88e minute mercredi soir à Madrid: Manuel Neuer vient de relâcher la frappe anodine de Vinicius, Joselu (à dr.) ne se prive pas d’exploiter pareil cadeau pour égaliser.

AFP

Jusque-là, hier soir à Bernabéu, Manuel Neuer, imperturbable, avait été impeccable, multipliant les sauvetages jusqu’à dégoûter les joueurs du Real Madrid. Dans sa cage, l’infranchissable portier et capitaine bavarois avait été énorme, immense, imbattable, repoussant chaque nouvelle vague. Si le Bayern était sur le point de rejoindre le Borussia Dortmund dans une finale 100% allemande à Wembley le 1er juin, c’était principalement grâce à lui - accessoirement au magnifique but signé Alphonso Davies aussi (68e, 0-1). Mais l’homme de la soirée, il n’y avait pas photo, c’était forcément déjà lui…

Puis allait survenir cette fatidique 88e minute et cette action somme toute anodine. Avec une frappe de Vinicius certes enroulée et au rebond curieux - mais certainement pas de quoi pouvoir abuser jusqu’à le tromper un gardien de la trempe de Neuer.

Pourtant, lui qui avait tenu la baraque jusque-là, lui contre lequel les Merengue s’étaient systématiquement brisés jusque-là, allait commettre l’irréparable, relâchant un ballon mal contrôlé, qui avait étonnamment rebondi sur sa poitrine sans que l’on sache trop ni comment ni pourquoi – l’intéressé le saura-t-il vraiment un jour? Une boulette fatidique qui allait aussitôt profiter à Joselu, n’ayant plus qu’à pousser le ballon au ballon pour une égalisation qui allait forcément tout changer.

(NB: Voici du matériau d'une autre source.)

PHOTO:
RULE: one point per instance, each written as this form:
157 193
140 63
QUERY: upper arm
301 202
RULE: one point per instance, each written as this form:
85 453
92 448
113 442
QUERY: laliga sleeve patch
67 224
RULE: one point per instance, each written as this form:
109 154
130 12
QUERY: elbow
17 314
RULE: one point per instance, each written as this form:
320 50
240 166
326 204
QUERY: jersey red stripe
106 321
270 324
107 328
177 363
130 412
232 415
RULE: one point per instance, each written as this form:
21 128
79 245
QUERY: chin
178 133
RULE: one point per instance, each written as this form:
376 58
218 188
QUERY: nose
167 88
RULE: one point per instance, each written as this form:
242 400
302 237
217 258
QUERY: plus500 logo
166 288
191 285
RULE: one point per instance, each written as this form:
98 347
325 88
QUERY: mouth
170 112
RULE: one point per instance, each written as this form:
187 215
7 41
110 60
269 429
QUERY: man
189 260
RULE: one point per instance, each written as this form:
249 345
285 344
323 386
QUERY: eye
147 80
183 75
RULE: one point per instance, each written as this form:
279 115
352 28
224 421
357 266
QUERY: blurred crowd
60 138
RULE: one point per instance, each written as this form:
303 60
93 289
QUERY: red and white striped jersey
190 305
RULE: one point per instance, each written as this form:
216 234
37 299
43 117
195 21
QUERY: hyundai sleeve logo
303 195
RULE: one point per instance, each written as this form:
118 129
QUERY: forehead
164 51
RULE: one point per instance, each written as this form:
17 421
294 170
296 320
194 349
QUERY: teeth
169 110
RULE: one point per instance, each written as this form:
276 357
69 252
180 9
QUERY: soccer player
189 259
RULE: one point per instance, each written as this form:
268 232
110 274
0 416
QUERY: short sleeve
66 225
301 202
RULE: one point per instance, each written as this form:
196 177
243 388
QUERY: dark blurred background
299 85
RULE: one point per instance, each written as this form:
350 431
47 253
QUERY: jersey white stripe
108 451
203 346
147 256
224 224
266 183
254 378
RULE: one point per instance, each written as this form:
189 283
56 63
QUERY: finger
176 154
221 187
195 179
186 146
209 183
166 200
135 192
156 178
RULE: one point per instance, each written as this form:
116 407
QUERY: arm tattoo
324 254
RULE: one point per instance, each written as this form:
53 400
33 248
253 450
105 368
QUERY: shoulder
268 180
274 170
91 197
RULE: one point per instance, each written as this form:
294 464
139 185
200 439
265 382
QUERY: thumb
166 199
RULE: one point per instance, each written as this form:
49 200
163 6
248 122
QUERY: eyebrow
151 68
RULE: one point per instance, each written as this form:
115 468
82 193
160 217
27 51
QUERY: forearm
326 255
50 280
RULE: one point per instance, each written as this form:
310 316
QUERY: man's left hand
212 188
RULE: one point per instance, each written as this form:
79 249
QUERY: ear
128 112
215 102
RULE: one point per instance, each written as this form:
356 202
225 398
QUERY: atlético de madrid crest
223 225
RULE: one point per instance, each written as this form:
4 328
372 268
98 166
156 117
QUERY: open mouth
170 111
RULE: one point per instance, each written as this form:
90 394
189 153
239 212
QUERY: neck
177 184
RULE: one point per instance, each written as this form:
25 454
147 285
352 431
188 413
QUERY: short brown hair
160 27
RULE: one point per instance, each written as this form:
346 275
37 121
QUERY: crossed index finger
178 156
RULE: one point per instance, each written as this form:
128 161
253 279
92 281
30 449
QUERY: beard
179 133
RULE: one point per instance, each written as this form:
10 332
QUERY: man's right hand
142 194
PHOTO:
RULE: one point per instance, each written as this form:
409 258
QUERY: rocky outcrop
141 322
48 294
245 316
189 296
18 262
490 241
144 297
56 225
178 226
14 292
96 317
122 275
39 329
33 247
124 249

De super-héros à roi des cons

Voir Neuer commettre ce genre de bourde, aïe… Avouons-le, c’était le gars à qui cela ne pouvait pas arriver mais cela s’est quand même produit; l’un des meilleurs gardiens de la planète, sinon le plus grand, trahi par lui-même lorsqu’il a abandonné son costume de super-héros pour revêtir celui de poissard, ou de roi des cons si vous préférez une formule plus proche de la réalité.

En quelques secondes, Manuel Neuer allait soudainement redevenir bêtement humain, normalement faillible parce qu’en même temps fragile. Au pire moment de la compétition de clubs la plus prestigieuse qui soit, dans l’antichambre de la finale et devant des millions de téléspectateurs, beaucoup incrédules comme on l’a été. Les fans du Bayern n’en ont pas cru leurs yeux. Neuer, l’objet de leur dévotion, non plus, tandis que ceux du Real pouvaient jubiler devant ce cadeau aussi inattendu qu’inespéré.

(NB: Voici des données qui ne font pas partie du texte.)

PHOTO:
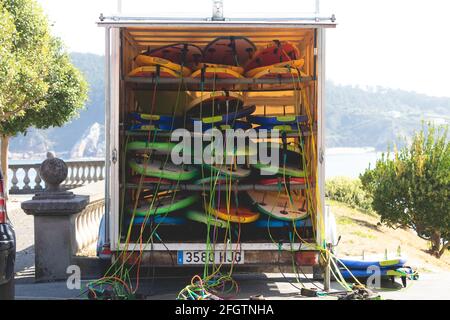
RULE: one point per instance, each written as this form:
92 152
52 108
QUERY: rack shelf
194 84
206 187
166 134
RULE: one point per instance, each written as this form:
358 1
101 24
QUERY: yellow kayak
152 71
295 64
146 61
218 73
202 65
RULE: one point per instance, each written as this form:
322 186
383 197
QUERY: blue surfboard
276 120
160 220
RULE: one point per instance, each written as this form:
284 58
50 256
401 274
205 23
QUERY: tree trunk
4 161
436 243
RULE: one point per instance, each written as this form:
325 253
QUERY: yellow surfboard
152 71
295 64
202 65
276 72
217 97
235 214
146 61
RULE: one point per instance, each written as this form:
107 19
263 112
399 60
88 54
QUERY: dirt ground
361 233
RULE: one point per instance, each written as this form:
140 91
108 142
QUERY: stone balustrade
87 222
25 178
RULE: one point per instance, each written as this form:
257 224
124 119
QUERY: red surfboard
185 54
150 180
273 54
233 51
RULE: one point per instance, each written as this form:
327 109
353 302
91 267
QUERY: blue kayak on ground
274 223
355 264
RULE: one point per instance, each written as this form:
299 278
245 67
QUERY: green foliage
411 187
348 191
40 86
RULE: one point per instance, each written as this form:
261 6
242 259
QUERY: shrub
348 191
412 188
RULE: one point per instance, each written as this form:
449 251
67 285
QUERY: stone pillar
54 212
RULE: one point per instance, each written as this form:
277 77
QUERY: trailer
179 246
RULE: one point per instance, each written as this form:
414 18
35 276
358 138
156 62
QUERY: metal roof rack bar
103 18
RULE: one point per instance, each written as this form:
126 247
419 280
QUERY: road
270 285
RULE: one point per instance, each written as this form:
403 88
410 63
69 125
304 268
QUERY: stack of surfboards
222 58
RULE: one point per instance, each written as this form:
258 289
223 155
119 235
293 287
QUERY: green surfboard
169 171
166 204
201 217
145 146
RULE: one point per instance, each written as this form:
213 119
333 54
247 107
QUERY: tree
412 188
39 85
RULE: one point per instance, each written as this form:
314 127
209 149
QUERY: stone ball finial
53 171
50 155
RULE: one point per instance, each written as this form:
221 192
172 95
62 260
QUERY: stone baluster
83 174
102 173
54 212
38 180
14 181
26 179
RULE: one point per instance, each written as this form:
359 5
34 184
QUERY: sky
397 44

À 38 ans, après avoir galéré pour revenir au plus haut niveau et retrouver sa place entre les poteaux après un stupide accident de ski survenu en décembre 2022, Neuer méritait-il de vivre cela? On laissera à chacun le soin de répondre en fonction de son ressenti personnel. Souvent impassible au point de ressembler à une statue de cire, Neuer, lui, devait enfin esquisser un imperceptible mouvement d’humeur. On a alors vu le monument se fissurer, le masque tomber et à ce moment-là, la détresse de celui qui l’incarnait faire peine à voir tant elle traduisait un instant de stupéfaction.

Personne n’est à l’abri

Quand une telle erreur arrive à un petit junior E, D ou C, le réflexe consiste à (lui) dire que cela doit servir de leçon. Lorsqu’elle est commise par un géant comme Neuer, on se dit que cela doit consoler tous les gardiens amateurs qui, chaque week-end, sont coupables d’une même erreur sur des terrains de campagne, ici ou ailleurs.

Thomas Tuchel n’a bien sûr pas cherché à enfoncer son capitaine davantage qu’il ne l’était déjà. «S’il y a bien quelqu’un qui ne méritait pas ça, c’est Manu, devait simplement répéter le coach déchu. C’est impensable qu’il fasse cette erreur, et il la fait ce soir, après sa rencontre de classe mondiale…»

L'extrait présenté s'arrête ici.